While clubroot zoospores require moisture in the soil to swim to a canola root, dry conditions don’t always mean clubroot won’t infect the plant. Gossen says in 2009, rain didn’t fall until July in Alberta, and researchers thought there would be less clubroot. That wasn’t the case. Three weeks after the first rain, infection was identified and at the end of the season, the researchers saw the biggest galls they had ever seen.
Tight canola rotations are one of the reasons clubroot is spreading. A two to three year break can reduce spore levels in soil by 90 to 99 per cent. However, under heavy spore loads, the remaining spores can still cause high enough disease levels to create 100 per cent yield loss.

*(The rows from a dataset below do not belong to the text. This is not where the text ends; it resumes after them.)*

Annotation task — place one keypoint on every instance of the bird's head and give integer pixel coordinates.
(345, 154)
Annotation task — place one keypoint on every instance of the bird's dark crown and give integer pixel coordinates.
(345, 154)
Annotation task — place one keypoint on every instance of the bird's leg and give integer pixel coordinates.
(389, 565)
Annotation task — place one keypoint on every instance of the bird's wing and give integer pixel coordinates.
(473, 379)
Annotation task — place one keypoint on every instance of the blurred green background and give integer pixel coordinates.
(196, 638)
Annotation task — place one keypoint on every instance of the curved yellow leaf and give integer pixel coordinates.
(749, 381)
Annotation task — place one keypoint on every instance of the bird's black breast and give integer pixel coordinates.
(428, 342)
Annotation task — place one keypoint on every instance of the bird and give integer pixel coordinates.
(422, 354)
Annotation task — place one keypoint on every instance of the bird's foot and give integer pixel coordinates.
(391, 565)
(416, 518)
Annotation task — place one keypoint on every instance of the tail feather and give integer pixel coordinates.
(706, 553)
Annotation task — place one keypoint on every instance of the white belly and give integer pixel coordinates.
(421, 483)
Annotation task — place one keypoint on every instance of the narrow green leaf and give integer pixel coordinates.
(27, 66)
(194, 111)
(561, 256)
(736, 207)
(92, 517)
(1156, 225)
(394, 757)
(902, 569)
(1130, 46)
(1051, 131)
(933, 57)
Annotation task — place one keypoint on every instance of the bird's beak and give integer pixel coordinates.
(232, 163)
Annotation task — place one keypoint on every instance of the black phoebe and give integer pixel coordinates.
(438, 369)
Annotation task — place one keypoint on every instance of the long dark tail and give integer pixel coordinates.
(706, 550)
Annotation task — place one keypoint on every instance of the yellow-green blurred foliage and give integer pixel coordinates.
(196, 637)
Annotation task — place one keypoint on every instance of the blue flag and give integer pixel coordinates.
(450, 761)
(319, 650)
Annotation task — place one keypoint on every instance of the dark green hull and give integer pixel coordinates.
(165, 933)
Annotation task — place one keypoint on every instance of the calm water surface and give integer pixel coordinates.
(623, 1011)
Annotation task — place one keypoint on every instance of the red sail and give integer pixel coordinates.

Resistant varieties also help minimize the damage, but in Alberta different pathotypes capable of overwhelming the resistant genes were present in many fields within four years of the introduction of the first resistant variety.
Management options for small patches
Sanitation has long been promoted when moving equipment and vehicles from field to field. When leaving a field, scrape off lumps and caked soil to help limit the spread of the spores from field to field. High-pressure rinses and sanitation with bleach to kill the spores are also promoted, but are time-consuming.
“Outside of the oil patch, I don’t think anyone is spraying caustic bleach on their equipment. Most just knock off the dirt,” Gossen says. “But if I was in Manitoba and brought in a used combine from Alberta, I would clean and sanitize that combine inside and out.”
Clubroot prefers soil pH below 7.2, and researchers have found that liming soils with hydrated lime to raise pH can help reduce clubroot infection. But at six to seven tonnes per acre at $1,000 per tonne, the cost is prohibitive on a field scale basis. Gossen says that liming may be a good tool for patch management when the disease is first getting established in a field. However, with good moisture and high soil temperatures, clubroot can still develop, so liming is not the complete answer.
Gossen also conducted research into the effect of soil type, organic matter, and compaction on clubroot severity. He found that soil type or organic matter had very little affect on severity, but clubroot was more severe on compacted soils. Field entrances are generally more compacted than the rest of the field, so minimizing compaction may help to minimize the severity of clubroot in those areas.
He found that soil type or organic matter had very little affect on severity, but clubroot was more severe on compacted soils.
When clubroot is first identified in a small patch, Gossen recommends farmers mark out at least twice the infected area in every direction and exclude traffic. If possible, canola roots with clubroot galls should be removed from the field and burned to destroy the spores.
The next step Gossen recommends is to incorporate lime to bring pH up to 7.5, and then seed a sod-forming grass to provide a break from canola and to prevent the movement of spores. Once the sod is established, traffic over the grass can resume.
The sod patches can be monitored over the years by soil sampling to monitor spore concentrations. When spore levels fall to a low level, the sod could be broken up and re-cropping with a clubroot-resistant variety resumed on a three-year (or longer) rotation.
Gossen suggests a permanent grass cover be established at the field entrance, because this is where equipment is dropped and clubroot often gets a foothold. He says the Canola Council of Canada builds on that recommendation by recommending a different, grassed exit for infested fields, where equipment can be cleaned off before moving to the next field.
“No single approach will work on its own,” Gossen says. “That’s the take-home message. You just can’t rely on resistant varieties.”